CMI Feature is not responding to requests

Incident Report for Neo4j Aura

Postmortem

What happened

On March 31, 2025, we experienced an incident that temporarily affected the availability of the Customer Metrics Integration service for Aura instances. This issue arose due to a change in our internal systems that inadvertently caused errors in processing customer requests. As a result, customers received error messages instead of the expected metrics. Our team quickly identified and resolved the problem. By rolling back the recent changes, we restored service functionality within 2.5 hours.
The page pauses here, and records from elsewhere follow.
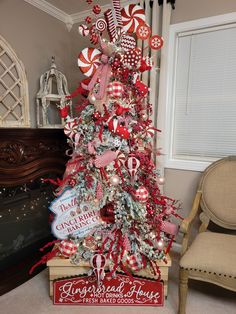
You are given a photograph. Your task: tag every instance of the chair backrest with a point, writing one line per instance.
(218, 186)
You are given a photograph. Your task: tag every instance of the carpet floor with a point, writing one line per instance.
(203, 298)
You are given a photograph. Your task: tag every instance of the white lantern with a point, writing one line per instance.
(51, 97)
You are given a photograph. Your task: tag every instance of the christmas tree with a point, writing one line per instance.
(109, 209)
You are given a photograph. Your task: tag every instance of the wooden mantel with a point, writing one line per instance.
(26, 154)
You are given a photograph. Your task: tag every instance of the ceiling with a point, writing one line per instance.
(75, 6)
(72, 11)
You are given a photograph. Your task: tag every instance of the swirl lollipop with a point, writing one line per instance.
(101, 25)
(89, 61)
(132, 15)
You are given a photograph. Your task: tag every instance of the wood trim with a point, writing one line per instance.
(26, 154)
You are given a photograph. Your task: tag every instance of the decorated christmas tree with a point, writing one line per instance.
(108, 208)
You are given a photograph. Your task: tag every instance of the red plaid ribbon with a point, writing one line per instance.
(67, 248)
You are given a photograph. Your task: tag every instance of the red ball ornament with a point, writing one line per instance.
(141, 194)
(107, 213)
(156, 42)
(96, 115)
(88, 19)
(116, 128)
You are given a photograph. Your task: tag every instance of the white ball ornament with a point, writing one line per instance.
(115, 180)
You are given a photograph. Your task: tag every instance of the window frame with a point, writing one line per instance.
(176, 30)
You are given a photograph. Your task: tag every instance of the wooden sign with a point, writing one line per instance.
(73, 218)
(121, 290)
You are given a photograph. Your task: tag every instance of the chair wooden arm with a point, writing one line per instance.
(187, 222)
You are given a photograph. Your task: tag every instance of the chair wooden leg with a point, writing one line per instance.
(183, 290)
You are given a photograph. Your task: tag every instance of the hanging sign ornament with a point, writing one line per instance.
(143, 31)
(132, 15)
(156, 42)
(89, 61)
(73, 218)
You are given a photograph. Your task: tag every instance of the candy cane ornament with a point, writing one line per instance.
(133, 15)
(98, 262)
(83, 30)
(132, 165)
(70, 128)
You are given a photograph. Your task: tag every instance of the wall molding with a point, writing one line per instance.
(68, 19)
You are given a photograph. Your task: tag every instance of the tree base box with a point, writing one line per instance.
(60, 268)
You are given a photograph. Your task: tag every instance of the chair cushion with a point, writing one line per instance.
(218, 193)
(212, 252)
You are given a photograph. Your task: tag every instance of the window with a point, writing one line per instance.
(14, 103)
(201, 100)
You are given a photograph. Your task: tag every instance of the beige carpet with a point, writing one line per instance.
(32, 298)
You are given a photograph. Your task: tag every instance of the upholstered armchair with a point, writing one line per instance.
(212, 255)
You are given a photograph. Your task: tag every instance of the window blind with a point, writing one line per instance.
(205, 95)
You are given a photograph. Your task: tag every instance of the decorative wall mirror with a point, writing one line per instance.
(14, 100)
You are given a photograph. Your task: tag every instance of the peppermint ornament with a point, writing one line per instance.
(96, 9)
(116, 128)
(115, 89)
(133, 263)
(128, 42)
(70, 128)
(156, 42)
(101, 25)
(94, 37)
(141, 194)
(89, 61)
(143, 31)
(67, 248)
(132, 15)
(83, 30)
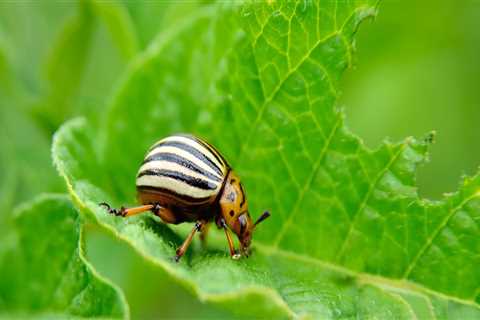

We are committed to improving our processes to prevent similar issues in the future and ensure a seamless experience for our customers.

Root Cause

We encountered an issue due to the way our services interact with each other. One of the Aura Console API response fields structure changed and resulted in some unexpected dependency problems. We're actively working to improve the reliability of our services to ensure a smoother experience for you in the future.

Customer Impact

  • Customers experienced service disruptions as they were unable to access metrics for their Aura instances.
  • All customer requests returned an HTTP 401 error, preventing users from retrieving necessary information.

Resolution

We rolled back the recent changes to restore service functionality quickly. Following that, implemented some changes in the Console API to reduce dependencies, and redeployed changes successfully.

What we are doing now

Neo4j remains committed to providing reliable service and is implementing additional safeguards to prevent similar incidents in the future.

New mitigations being deployed:

  • Enhancing our incident response playbook to improve handling of similar situations.
  • Establishing a standardized internal Console API with clear versioning and documentation to prevent compatibility issues.
  • Implementing comprehensive testing measures to identify potential issues before they affect our production environment.
Posted Apr 10, 2025 - 21:39 UTC

Resolved

CMI functionality has been fully restored and this issue is considered resolved.
Posted Mar 31, 2025 - 15:36 UTC

Monitoring

A fix has been implemented and the CMI feature is responding normally. We will monitor for a short time before considering this resolved.
Posted Mar 31, 2025 - 14:08 UTC

Investigating

We are currently investigating an issue which impact the CMI feature, where requests return HTTP 401.
Posted Mar 31, 2025 - 13:15 UTC
This incident affected: AuraDB Virtual Dedicated Cloud (*.databases.neo4j.io) (AuraDB Virtual Dedicated Cloud on AWS (*.databases.neo4j.io), AuraDB Virtual Dedicated Cloud on Azure (*.databases.neo4j.io), AuraDB Virtual Dedicated Cloud on GCP (*.databases.neo4j.io)), AuraDS Enterprise (*.databases.neo4j.io) (AuraDS Enterprise on AWS (*.databases.neo4j.io), AuraDS Enterprise on Azure (*.databases.neo4j.io), AuraDS Enterprise on GCP (*.databases.neo4j.io)), and AuraDB Business Critical (*.databases.neo4j.io) (AuraDB Business Critical (*.databases.neo4j.io) on AWS, AuraDB Business Critical (*.databases.neo4j.io) on Azure, AuraDB Business Critical (*.databases.neo4j.io) on GCP).